Витька машинально посмотрел в ту сторону, куда отошел художник, и в прямом смысле слова оцепенел: в окружении подруг через весь зал к нему шла незнакомка, прообраз «Девочки у фонтана». Босяк судорожно огляделся, но никого не было рядом, ошибки не было, она шла именно к нему. Босяк заволновался, он не знал, что ему делать…
— Здравствуйте! — с улыбкой сказала девочка, останавливаясь напротив Босяка.
Босяк сглотнул образовавшийся в горле спазм и не своим голосом ответил:
— Здравствуйте.
— Мои подруги: Анна и Галя, — представила она своих спутниц.
Босяк промолчал, но закивал головой.
— Мне Оксана Валерьевна сказала, что вы автор этой картины, — и она указала на «Девочку у фонтана».
С Босяка вдруг разом спала былая скованность, и он, себе на удивление, стал подробно рассказывать о картине.
— Я увидел ее во сне, — начал он, — затем увидел вас на остановке, и тогда сюжет окончательно созрел, вы, сами того не подозревая, стали моей счастливой звездой, — с откровенной улыбкой пояснил он.
— А мы с девочками все гадали: откуда лицо на картине имеет такое поразительное сходство с моим, оказывается, вон где собака зарыта, — и ямочки на ее лице задрожали в смехе.
— А вы давно рисуете?
— А как вас зовут? — вместо ответа поинтересовался Босяк.
Девочка весело протянула руку:
— Валя.
— Виктор Босяк, — галантно представился он и, не сдержавшись, прыснул.
— Это что, такое прозвище?
Босяка развеселил ее обескураживающий вид. Он дружески ухмыльнулся:
— Ну, почему сразу прозвище — это моя фамилия, не которые мальчишки из класса, правда, дразнят Голубем, это оттого, что я люблю голубей. Но фамилия моя Босяк. Хохляцкая, а точнее украинская, — с прежней веселостью поправился он. — Вся моя родня из Белой Церкви, из-под Киева, один наш род — отщепенцы, — с грустью пояснил он.
Они еще побродили по выставке, девчата скромно удалились, потом Босяк напросился проводить Валю до дома. Они шли не спеша по чистым и светлым улицам города, Босяк всю дорогу смешил Валю. За весь путь он узнал, что Валя живет вдвоем с матерью, старший брат служит офицером на корабле. Учится она в музыкальной школе по классу фортепиано и мечтает стать музыкантом.
— Я обязательно напишу ваш портрет на фоне фортепиано, — неожиданно оборвал разговор Босяк.

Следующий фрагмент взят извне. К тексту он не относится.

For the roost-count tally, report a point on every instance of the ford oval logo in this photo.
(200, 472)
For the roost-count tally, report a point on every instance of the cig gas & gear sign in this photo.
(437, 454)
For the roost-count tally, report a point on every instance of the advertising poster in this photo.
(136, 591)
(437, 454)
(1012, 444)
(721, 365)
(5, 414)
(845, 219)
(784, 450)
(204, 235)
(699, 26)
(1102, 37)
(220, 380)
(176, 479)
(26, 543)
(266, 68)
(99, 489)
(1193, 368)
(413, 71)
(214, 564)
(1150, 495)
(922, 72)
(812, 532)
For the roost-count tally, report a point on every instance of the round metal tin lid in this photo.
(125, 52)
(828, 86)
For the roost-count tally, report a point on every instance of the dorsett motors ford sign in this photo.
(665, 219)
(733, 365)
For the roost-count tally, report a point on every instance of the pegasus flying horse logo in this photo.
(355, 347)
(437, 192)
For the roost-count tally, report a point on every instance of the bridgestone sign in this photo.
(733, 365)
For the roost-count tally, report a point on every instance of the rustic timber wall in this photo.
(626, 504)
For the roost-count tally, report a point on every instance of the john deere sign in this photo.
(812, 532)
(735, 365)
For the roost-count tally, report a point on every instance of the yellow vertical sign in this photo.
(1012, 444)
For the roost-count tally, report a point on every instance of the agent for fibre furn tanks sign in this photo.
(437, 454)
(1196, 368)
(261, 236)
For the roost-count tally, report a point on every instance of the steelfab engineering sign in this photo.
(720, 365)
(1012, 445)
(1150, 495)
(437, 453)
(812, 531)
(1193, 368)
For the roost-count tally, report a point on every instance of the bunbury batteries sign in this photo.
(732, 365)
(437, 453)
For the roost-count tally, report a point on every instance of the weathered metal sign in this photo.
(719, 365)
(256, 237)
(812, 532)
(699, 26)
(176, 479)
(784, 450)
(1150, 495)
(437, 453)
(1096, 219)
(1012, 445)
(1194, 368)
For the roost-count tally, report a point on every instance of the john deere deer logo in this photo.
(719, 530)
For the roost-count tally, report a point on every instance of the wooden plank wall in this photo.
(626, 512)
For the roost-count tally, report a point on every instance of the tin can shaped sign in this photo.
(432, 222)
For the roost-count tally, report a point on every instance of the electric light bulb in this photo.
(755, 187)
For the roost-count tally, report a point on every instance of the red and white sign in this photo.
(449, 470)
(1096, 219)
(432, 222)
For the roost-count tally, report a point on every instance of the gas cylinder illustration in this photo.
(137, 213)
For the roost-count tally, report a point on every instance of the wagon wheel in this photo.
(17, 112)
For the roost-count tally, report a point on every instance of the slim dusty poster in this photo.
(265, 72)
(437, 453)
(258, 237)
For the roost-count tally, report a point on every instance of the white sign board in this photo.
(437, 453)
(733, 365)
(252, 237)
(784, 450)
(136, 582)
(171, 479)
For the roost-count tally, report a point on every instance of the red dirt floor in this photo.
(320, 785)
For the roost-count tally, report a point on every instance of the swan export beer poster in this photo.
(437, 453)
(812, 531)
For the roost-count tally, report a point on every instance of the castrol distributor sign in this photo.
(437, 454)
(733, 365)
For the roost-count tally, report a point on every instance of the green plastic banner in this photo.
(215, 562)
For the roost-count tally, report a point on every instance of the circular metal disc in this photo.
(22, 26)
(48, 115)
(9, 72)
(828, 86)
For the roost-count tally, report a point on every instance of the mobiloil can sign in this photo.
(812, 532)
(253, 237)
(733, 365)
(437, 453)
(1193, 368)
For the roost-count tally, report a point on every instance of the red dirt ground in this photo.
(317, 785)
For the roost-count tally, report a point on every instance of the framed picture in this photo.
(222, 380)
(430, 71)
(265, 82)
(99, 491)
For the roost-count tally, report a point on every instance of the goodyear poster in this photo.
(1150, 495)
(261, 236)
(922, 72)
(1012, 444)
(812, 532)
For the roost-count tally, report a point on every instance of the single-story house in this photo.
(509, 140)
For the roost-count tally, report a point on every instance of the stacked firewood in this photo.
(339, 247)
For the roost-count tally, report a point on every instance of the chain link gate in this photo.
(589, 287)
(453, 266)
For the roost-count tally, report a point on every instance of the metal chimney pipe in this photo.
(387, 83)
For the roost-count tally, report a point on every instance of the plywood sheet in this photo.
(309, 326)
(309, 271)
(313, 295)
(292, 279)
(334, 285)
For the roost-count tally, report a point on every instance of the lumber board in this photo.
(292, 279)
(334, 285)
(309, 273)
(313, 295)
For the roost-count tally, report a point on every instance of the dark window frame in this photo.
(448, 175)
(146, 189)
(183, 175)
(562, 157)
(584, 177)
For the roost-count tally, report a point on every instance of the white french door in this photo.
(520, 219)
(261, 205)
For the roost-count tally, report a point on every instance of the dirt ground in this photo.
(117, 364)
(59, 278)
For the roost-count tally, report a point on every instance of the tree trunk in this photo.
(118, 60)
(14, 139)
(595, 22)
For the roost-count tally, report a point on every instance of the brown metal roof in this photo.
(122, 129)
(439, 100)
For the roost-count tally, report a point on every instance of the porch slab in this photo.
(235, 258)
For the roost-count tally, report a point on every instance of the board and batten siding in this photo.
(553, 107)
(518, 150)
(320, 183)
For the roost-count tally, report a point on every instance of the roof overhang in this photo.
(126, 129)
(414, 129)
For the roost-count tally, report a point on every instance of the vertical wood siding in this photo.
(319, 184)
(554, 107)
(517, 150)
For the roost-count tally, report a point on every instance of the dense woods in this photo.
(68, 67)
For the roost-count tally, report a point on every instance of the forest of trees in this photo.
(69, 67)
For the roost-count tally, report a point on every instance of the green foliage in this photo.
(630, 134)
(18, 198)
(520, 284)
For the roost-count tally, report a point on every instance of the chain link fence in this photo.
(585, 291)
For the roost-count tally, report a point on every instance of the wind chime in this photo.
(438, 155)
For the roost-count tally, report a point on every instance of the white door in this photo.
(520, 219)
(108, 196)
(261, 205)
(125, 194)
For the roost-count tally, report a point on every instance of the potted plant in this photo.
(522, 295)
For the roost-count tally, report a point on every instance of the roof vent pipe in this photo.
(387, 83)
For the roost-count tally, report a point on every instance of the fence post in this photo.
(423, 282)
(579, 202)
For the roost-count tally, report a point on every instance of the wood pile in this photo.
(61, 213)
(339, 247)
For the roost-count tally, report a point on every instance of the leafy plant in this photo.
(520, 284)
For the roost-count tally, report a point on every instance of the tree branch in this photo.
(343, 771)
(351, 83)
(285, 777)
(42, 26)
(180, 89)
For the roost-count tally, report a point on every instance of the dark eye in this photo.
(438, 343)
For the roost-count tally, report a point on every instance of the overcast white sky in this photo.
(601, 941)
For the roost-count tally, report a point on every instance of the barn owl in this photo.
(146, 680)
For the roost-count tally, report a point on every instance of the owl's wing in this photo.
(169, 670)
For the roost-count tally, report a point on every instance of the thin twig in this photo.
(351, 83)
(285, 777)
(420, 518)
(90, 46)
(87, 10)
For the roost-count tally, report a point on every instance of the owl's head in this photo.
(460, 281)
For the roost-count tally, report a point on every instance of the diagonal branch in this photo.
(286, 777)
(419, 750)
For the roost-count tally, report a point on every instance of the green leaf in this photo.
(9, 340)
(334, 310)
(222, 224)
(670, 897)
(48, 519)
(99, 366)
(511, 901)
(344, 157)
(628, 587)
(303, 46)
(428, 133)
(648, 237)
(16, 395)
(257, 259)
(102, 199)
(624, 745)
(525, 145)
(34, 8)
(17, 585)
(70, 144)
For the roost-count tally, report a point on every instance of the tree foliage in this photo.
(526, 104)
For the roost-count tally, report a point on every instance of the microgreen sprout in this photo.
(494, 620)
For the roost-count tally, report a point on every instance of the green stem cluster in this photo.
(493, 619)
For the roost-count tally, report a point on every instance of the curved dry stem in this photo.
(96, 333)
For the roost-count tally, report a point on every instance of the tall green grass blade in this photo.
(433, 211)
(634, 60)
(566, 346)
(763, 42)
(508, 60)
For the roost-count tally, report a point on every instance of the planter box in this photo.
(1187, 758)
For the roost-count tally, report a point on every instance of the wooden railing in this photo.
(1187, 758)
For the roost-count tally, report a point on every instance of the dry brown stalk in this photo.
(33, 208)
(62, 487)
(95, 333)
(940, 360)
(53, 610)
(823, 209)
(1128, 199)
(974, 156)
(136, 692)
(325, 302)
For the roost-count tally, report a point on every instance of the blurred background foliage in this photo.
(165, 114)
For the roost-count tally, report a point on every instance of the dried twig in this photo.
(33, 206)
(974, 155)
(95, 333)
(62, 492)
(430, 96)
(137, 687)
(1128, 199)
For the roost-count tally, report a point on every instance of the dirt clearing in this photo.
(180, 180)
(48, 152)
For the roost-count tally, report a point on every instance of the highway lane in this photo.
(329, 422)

— Зачем? — удивилась Валя.
— Я так хочу, — скороговоркой и тоном, не терпящим возражений, ответил он, уходя мыслями в сюжет новой картины.
У самого подъезда Валя неожиданно предложила:
— Идемте ко мне в гости, мама будет очень рада, и давайте, в конце концов, перейдем на «ты», — сказала она.
Против того, чтобы перейти на «ты» Босяк ничего не имел, но, вспомнив, что под тесными кроссовками у него дырявые носки, отказался от предложения идти в гости. Объяснив это тем, что ему пора кормить голубей.
— В следующий раз, — пообещал он, помахав на прощание Вале рукой.
Гопники, что дежурили у моста на «Выселки», встретили его на углу дома.
— Кто к нам спешит-то, борзой хорек, — растопырив руки, ощерился Цветной.
— Знает кошка, чье мясо съела, — пробасил парень лет восемнадцати, самый рослый и самый патлатый из троицы.
Босяк краем глаза увидел, как третий из окруживших его, в кожаной фуражке, воровато нырнул ему за спину.
«Обложили, сволочи», — озираясь, мельком подумал Босяк.
— Щас мы тебе форс ретивый сбивать будем, — осклабился Цветной, щелкая лезвием выкидывающегося ножа. Он поднес нож к груди Босяка и хохотнул в лицо винным перегаром: — Че, очко жим-жим, а-а?
Босяк на секунду упустил из виду парня в кепке, когда тот неожиданно ударил его ногой в спину. Нож он не почувствовал, только под сердцем будто током ожгло.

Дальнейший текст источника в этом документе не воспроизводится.